Several retromer cargo proteins, such as CI-MPR, are essential for delivery of the main component enzymes of lysosomes. Retromer dysfunction, therefore, disrupts lysosomal function and integrity. It has also been reported that lysosomes and the lysosomal enzyme cathepsin D are fundamental regulators of α-synuclein degradation through the chaperone-mediated autophagy pathway [47, 48].

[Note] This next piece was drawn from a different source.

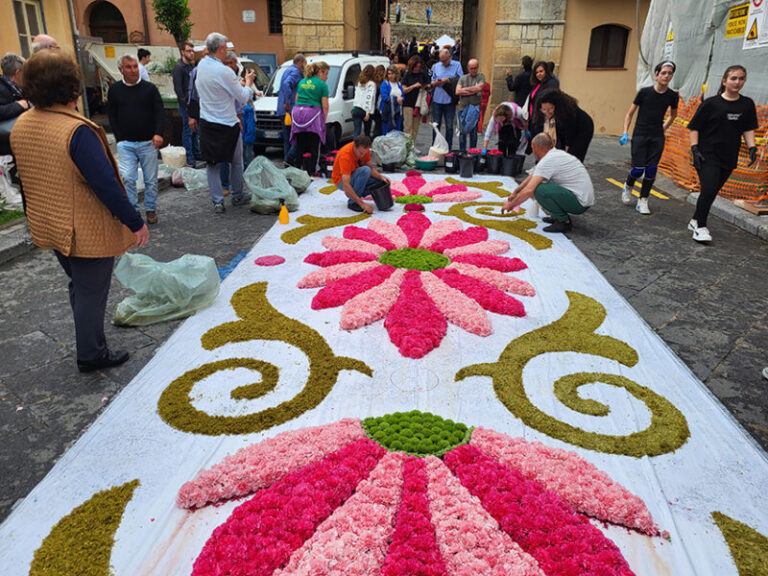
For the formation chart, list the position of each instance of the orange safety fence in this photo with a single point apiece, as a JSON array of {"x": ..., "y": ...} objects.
[{"x": 746, "y": 183}]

CI-MPR is found in the TGN, early endosomes, late endosomes, and the plasma membrane [54]. CI-MPR is primarily present in the TGN and transported between the TGN and endosomes. One of the most widely accepted tenets of retromer function is that the retromer complex mediates the endosome-to-Golgi retrieval of CI-MPR [19, 21]. However, recently published data have questioned the validity of this long-established theory [55]. Two studies indicated that the SNX-BAR dimer associate with the CI-MPR to mediate its retrieval independent of the retromer [56, 57].

There are several conflicted research findings about CI-MPR trafficking. Overexpression of VPS35 D620N or shRNA for VPS35 reduces CI-MPR colocalization with Golgi in primary rat neurons [58]. Similar results are obtained in patient-derived VPS35 D620N fibroblasts [59]. In contrast, Follett et al. demonstrate that CI-MPR localizes on perinuclear in A431 cells transfected with VPS35 D620N as well as in PD patient-derived fibroblasts with VPS35 D620N [60]. Fuse et al. demonstrate CI-MPR colocalized with Golgi in the VPS35 knockdown HeLa cells [61], sharing similar results with our findings. On the other hand, another study reports VPS35 D620N expressing HeLa cells exhibit normal CI-MPR localization [46].

Interestingly, our study revealed that endogenous CI-MPR appeared to accumulate around the TGN in glia cells differentiated from iPSCs of PD patients. CI-MPR-containing tubule-vesicular carriers could directly fuse with endosomes from the TGN to deliver their cargo. CI-MPR binds the cargo in the TGN and is then packaged into transport carriers that deliver the receptor with its bound ligand to early endosomes [54, 62]. Our results suggest that CI-MPR trafficking from the TGN to endosomes may be impaired in patient cells. In addition, our study showed that the retromer may directly or indirectly regulate the trafficking of CI-MPR, indicating that the VPS35 mutation impairs the trafficking of CI-MPR from the TGN to early endosomes.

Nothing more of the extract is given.